Our World in Data shows how many people the synthetic nitrogen fertilizer feed after it became commercially available from 1910 onwards. According to the article, the global population has grown from 1.65 billion in 1900 to almost 7.4 billion in 2015. Since 1910 when nitrogen fertilizer became available, it has supported 42% of global births over the past century. By 2000, 44% of the global population was fed by nitrogen fertilizer, which had grown to 48% in 2008. By 2015, it is estimated that the nutrient supported around 3.5 billion people who would otherwise have died.

While the use of nitrogen fertilizer has undoubtedly brought a lot of good to the world – increasing crop yields and global population, the intensification of agriculture aided by synthetic nitrogen fertiliser has come at a great cost to the environment, climate, and health of humans, animals, and soils (Viglione, 2022).

Production of fertilizers for food production is responsible for around 1.4% of annual carbon emissions, and the use of synthetic nitrogen fertilizer also releases nitrous oxide, a gas that is 300 times more potent than carbon dioxide in warming the planet. The gas also depletes our ozone layer (Viglione, 2022).

Nitrogen fertilisers applied on fields can leach into soils and wash into rivers and other water resources, feeding algal blooms, releasing methane, and decreasing oxygen levels in the water that can kill fish and other aquatic organisms.

Nitrous oxide emissions from synthetic fertiliser use and other human activities have grown unabatedly for decades. A paper published in Nature Climate Change finds that global emissions have increased and grown faster than reported. The paper includes N₂O emissions reports per country and global fertilizer production. It finds that the fastest growth in nitrous oxide emissions occurred since 2009, and China and Brazil are the top two N₂O emitters.

While reducing the use of nitrogen fertilizer is challenging, meeting the Paris Agreement requires that nitrous oxide emissions decline between 10-30% by 2050 (Thompson, Lassaletta, Patra, et al., 2019).

Interestingly, it shows that the US and Europe’s emissions haven’t grown for over two decades, but their crop yields have increased or remained unchanged.

The IPCC’s sixth assessment report on mitigation also notes that the agriculture sector is a major nitrous oxide emitter from manure application, nitrogen deposition, and nitrogen fertiliser use”. Reducing nitrous oxide emissions can be achieved through “improved crop nutrient management,” the report says.

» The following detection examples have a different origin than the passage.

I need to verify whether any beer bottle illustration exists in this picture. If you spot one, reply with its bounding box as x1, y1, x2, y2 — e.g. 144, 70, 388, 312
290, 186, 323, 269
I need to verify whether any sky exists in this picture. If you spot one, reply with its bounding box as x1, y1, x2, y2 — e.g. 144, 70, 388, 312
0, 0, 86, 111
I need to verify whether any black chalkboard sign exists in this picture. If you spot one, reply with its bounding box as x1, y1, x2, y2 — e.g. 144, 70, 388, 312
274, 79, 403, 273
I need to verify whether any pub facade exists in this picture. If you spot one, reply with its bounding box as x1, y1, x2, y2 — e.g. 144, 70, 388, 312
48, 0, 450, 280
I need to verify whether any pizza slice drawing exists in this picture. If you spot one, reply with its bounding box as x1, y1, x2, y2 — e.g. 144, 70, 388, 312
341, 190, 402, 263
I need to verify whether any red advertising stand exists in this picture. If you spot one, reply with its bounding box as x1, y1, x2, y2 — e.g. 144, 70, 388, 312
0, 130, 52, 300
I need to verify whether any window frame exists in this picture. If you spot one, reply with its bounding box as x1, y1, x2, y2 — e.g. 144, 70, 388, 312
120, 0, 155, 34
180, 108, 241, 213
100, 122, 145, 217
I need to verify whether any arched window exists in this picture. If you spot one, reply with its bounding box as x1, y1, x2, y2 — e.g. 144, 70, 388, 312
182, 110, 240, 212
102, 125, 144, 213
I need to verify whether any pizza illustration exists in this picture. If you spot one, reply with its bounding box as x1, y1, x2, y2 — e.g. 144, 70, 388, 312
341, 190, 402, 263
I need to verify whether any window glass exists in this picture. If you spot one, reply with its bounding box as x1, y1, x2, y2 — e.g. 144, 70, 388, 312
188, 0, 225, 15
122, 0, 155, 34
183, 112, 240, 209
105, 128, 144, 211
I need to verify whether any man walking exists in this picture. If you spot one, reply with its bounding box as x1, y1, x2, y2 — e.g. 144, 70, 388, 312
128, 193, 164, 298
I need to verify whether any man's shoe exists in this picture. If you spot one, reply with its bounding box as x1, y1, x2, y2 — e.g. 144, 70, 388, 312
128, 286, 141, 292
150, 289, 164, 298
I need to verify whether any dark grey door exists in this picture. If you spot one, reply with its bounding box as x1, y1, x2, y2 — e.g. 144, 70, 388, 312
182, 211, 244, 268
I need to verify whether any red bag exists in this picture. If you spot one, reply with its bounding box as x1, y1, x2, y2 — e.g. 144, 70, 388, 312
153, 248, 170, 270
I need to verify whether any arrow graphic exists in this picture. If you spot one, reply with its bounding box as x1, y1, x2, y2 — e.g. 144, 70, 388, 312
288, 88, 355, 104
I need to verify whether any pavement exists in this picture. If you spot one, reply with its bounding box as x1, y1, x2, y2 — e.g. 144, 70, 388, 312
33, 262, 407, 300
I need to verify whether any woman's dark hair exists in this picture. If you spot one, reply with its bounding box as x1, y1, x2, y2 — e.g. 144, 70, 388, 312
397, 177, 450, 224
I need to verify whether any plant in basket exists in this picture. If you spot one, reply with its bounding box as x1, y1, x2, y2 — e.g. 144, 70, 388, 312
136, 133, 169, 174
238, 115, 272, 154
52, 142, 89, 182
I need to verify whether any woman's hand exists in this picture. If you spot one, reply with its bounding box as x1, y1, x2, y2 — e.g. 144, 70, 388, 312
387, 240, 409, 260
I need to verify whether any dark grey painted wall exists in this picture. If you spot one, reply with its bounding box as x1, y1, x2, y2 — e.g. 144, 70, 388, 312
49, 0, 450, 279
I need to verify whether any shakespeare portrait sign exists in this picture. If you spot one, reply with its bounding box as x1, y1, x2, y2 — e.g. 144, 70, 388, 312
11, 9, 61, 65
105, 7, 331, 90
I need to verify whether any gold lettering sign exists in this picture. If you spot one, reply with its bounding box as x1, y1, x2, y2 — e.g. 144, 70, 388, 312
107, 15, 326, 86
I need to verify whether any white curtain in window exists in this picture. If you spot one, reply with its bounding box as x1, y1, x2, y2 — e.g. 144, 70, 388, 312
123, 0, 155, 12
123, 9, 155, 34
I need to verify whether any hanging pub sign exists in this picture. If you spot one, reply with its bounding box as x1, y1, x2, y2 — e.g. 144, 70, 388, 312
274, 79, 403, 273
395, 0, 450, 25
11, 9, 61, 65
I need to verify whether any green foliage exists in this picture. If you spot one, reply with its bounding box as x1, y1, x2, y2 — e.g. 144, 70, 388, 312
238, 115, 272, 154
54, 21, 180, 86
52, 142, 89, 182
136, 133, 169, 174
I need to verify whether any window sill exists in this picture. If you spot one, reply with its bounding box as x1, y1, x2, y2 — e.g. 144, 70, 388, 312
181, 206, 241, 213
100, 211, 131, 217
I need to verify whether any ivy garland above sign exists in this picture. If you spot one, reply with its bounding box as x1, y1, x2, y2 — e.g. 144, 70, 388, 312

Regarding reducing nitrous oxide emissions, governments have a role to play by promoting the more responsible and efficient use of nitrogen fertilisers as enshrined in the International Code of Conduct for the Sustainable Use and Management of Fertilizers (Calvo, 2022). Governments can also push for the more significant application of organic fertilisers such as manure, compost, peat, etc.

Calvo (2022) says that promising scientific developments for alternative fertilizers are taking place.

Some scientists are working on perfecting a  process known as “biological nitrogen fixation,” where legumes such as peas, beans, or lentils, by using a particular type of soil bacteria called rhizobia, “reduce” or “fix” nitrogen from the atmosphere into a form that crops can use as a fertilizer (Calvo, 2022). Research and development in this area are still in their early stages.